Beginner8 min

Generate Ideas People Actually Search For

AI is a brilliant brainstorm partner and a terrible judge of demand. It will cheerfully hand you twenty ideas nobody is searching for. Your job is to use the model for volume and angles, then validate against the real world. This lesson teaches that two-step rhythm.

Step 1: Mine real questions, not topics

Topics are vague and unclickable. Questions are specific and map to what people type into search. Ask the model to turn your niche into the exact questions your viewer would ask out loud.

idea prompt
Niche: I help renters cook one-pan dinners in under 20 minutes.
List 20 specific questions my viewer would search for, phrased
the way they would actually type them.
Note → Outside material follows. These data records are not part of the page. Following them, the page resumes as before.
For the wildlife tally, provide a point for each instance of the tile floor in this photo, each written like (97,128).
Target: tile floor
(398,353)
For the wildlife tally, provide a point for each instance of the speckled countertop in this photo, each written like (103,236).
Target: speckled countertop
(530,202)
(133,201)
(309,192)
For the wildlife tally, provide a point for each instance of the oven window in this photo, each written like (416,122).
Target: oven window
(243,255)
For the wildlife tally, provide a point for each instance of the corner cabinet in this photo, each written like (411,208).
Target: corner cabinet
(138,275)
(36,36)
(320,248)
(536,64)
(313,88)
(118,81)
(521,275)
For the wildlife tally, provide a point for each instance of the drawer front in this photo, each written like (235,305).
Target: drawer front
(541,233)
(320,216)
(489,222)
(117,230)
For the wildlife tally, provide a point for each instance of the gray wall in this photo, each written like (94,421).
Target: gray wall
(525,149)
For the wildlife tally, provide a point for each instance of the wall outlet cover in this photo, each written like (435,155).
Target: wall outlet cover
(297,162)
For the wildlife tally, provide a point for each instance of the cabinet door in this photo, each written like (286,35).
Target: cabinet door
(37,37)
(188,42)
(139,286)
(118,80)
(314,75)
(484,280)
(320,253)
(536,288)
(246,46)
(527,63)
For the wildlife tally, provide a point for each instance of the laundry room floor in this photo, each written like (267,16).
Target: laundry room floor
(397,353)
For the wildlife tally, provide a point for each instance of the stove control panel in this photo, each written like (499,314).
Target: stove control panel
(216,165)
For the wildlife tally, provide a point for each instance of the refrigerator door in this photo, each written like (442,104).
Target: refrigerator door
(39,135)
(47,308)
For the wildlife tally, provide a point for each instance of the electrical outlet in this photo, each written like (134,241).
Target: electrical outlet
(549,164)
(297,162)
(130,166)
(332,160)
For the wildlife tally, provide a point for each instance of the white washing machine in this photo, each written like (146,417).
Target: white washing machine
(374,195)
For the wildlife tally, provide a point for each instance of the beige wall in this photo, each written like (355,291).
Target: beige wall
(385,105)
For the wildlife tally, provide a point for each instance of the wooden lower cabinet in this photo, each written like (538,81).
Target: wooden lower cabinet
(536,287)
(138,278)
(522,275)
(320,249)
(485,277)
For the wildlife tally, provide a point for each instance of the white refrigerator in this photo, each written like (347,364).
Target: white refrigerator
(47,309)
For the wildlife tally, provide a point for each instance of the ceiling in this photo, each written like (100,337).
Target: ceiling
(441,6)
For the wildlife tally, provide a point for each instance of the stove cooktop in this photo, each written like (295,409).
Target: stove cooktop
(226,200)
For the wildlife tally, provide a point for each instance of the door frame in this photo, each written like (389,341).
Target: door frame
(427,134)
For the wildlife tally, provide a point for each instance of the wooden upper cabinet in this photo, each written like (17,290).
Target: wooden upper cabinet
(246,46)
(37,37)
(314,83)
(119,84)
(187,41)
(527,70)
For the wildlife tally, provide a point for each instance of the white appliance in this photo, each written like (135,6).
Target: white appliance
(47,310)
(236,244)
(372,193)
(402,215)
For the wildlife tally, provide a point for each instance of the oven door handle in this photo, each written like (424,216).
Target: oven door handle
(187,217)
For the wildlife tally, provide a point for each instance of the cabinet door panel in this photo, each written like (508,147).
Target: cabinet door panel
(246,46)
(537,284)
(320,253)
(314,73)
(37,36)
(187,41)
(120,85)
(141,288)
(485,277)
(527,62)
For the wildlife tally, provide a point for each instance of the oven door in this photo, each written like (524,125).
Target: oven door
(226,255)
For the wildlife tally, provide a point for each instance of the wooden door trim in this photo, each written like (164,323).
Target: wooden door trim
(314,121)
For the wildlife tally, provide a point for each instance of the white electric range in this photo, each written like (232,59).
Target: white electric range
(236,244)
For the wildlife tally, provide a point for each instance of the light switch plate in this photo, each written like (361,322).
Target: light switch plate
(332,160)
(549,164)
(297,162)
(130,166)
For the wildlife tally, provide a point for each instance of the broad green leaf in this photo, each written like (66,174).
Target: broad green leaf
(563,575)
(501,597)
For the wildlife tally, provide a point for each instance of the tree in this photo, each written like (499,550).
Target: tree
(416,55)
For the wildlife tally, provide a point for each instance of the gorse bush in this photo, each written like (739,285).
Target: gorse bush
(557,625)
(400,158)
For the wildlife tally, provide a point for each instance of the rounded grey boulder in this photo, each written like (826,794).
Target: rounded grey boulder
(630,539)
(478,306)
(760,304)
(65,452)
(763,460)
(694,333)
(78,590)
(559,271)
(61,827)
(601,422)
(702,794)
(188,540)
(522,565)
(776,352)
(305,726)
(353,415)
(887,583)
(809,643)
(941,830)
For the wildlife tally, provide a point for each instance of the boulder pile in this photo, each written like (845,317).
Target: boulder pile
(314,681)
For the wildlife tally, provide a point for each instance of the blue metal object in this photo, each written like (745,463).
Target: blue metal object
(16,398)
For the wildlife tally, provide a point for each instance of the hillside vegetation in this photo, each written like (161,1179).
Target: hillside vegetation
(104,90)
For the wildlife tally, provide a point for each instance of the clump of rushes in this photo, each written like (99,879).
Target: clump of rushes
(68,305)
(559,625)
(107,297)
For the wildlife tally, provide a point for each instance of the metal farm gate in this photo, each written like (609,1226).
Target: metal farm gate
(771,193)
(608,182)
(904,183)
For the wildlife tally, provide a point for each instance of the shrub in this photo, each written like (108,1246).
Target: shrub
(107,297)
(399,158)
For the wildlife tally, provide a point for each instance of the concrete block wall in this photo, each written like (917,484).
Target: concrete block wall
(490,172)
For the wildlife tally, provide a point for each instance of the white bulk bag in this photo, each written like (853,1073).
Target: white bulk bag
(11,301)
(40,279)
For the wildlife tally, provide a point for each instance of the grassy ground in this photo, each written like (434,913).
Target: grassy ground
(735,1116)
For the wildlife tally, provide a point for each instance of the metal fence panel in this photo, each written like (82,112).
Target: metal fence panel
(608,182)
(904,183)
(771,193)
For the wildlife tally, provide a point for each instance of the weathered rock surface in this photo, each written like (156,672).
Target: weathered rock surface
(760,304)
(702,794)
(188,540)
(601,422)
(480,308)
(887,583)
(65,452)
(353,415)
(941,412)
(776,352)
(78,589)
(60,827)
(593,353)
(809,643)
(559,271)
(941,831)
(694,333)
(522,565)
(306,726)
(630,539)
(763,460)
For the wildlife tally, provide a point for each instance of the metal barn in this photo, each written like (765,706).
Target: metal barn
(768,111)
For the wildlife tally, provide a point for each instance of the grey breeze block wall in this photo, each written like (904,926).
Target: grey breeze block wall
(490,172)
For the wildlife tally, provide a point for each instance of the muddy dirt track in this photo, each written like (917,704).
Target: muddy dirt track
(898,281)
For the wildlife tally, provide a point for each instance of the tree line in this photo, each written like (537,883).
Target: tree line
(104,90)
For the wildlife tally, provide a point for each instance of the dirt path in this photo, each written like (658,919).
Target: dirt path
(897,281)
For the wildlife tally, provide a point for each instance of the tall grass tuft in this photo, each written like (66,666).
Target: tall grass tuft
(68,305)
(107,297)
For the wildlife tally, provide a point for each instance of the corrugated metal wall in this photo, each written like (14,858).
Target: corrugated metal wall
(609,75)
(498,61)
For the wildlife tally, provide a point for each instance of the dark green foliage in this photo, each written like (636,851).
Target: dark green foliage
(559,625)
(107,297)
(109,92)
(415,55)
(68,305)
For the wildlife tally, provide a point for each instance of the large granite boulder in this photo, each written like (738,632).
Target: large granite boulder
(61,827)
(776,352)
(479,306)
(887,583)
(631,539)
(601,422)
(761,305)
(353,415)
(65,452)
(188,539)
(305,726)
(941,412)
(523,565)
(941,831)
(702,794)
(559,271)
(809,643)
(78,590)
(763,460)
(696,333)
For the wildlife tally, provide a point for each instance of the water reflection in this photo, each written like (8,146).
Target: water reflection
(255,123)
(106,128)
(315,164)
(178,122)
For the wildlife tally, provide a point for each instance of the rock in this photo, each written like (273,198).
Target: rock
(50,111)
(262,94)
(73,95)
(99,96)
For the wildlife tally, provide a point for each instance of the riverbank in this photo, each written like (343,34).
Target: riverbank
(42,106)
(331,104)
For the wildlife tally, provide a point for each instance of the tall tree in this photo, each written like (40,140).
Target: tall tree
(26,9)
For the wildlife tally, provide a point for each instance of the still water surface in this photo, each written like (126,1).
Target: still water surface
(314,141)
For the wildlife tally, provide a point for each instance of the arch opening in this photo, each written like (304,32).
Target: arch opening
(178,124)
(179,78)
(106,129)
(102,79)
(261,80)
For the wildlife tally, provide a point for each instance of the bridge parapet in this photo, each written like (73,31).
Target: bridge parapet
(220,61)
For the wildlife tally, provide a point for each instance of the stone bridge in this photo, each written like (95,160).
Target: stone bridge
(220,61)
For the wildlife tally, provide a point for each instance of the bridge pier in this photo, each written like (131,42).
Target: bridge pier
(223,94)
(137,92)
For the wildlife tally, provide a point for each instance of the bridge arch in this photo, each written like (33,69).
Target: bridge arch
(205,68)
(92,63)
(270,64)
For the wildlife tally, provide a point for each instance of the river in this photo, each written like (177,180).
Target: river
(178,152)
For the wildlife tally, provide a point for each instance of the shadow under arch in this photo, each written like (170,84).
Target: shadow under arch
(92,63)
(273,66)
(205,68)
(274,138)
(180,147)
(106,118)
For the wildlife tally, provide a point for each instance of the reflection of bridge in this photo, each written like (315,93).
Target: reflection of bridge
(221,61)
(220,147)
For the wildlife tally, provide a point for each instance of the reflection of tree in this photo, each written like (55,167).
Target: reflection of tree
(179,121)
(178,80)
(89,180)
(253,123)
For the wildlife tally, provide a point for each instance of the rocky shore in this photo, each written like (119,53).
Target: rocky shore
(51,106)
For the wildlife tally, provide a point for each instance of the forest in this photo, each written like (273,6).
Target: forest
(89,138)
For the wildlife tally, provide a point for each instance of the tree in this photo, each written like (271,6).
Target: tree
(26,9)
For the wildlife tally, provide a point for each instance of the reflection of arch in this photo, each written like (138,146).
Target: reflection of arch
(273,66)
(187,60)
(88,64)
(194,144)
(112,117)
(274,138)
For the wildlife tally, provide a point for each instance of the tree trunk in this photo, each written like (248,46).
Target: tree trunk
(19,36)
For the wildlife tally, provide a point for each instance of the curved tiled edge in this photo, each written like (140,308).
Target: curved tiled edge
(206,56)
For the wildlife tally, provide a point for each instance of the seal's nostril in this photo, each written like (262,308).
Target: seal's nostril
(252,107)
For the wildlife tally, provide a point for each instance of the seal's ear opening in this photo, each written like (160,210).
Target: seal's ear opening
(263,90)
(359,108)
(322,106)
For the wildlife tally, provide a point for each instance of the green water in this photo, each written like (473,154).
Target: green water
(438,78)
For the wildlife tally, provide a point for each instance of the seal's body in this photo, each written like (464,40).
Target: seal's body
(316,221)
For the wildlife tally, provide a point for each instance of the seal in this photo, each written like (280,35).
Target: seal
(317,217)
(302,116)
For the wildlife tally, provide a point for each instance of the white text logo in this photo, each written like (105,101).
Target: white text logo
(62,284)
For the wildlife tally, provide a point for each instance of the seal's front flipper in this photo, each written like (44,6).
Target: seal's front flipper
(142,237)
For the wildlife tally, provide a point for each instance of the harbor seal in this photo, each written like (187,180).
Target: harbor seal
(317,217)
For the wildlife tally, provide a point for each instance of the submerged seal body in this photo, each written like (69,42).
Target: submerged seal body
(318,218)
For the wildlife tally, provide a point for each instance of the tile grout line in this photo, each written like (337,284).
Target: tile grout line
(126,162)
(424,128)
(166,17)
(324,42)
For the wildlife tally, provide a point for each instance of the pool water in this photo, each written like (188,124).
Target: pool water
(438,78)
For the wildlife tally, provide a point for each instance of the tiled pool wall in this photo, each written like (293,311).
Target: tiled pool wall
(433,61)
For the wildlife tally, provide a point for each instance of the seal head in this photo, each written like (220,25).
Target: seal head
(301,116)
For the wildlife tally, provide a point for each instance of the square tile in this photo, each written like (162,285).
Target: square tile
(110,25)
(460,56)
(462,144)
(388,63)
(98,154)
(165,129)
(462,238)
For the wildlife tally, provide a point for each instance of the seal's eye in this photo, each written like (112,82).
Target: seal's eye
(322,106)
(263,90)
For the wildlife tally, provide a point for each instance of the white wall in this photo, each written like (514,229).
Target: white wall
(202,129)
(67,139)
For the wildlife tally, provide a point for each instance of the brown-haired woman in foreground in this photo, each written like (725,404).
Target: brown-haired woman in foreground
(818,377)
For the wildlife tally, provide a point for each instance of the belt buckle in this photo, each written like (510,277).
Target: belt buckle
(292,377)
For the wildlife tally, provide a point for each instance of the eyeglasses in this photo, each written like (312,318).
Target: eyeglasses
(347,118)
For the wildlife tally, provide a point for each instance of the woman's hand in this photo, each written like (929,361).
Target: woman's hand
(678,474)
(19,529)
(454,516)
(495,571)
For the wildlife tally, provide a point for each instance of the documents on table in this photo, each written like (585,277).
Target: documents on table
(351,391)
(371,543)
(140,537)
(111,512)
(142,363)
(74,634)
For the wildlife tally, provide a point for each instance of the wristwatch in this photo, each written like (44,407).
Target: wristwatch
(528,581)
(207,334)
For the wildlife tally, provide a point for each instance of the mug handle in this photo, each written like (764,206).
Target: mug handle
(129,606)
For each, add:
- the real frustration behind it
- a sharper title angle
- whether it suits long-form or a short

Step 2: Validate before you commit

  1. Search the exact phrase on your platform. Are the top results old, thin, or missing?
  2. Check whether they truly answer the question or just dance around it.
  3. Confirm you can add something real: a result, a teardown, a faster method.
Claude Sonnet 4.6
You
Give me 20 one-pan dinner questions a broke renter would search, with a sharper title for each.
Agent
1) 'one pan pasta no draining' -> 'The lazy pasta you cook in one pan (no straining)'. 2) 'cheap protein one pan' -> ... (18 more).
You
Now rank the top 5 by how easy it is to beat the current videos on this.
Brainstorm in chat, then take the survivors to real search results.
The model brainstorms, the data decides
Never publish an idea just because the AI suggested it. Treat its list as candidates. The search results and, later, your own analytics are the only honest judges of demand.

Example result: from twenty AI ideas, maybe four survive validation. Those four are worth more than the original twenty because you know real people are already looking for them.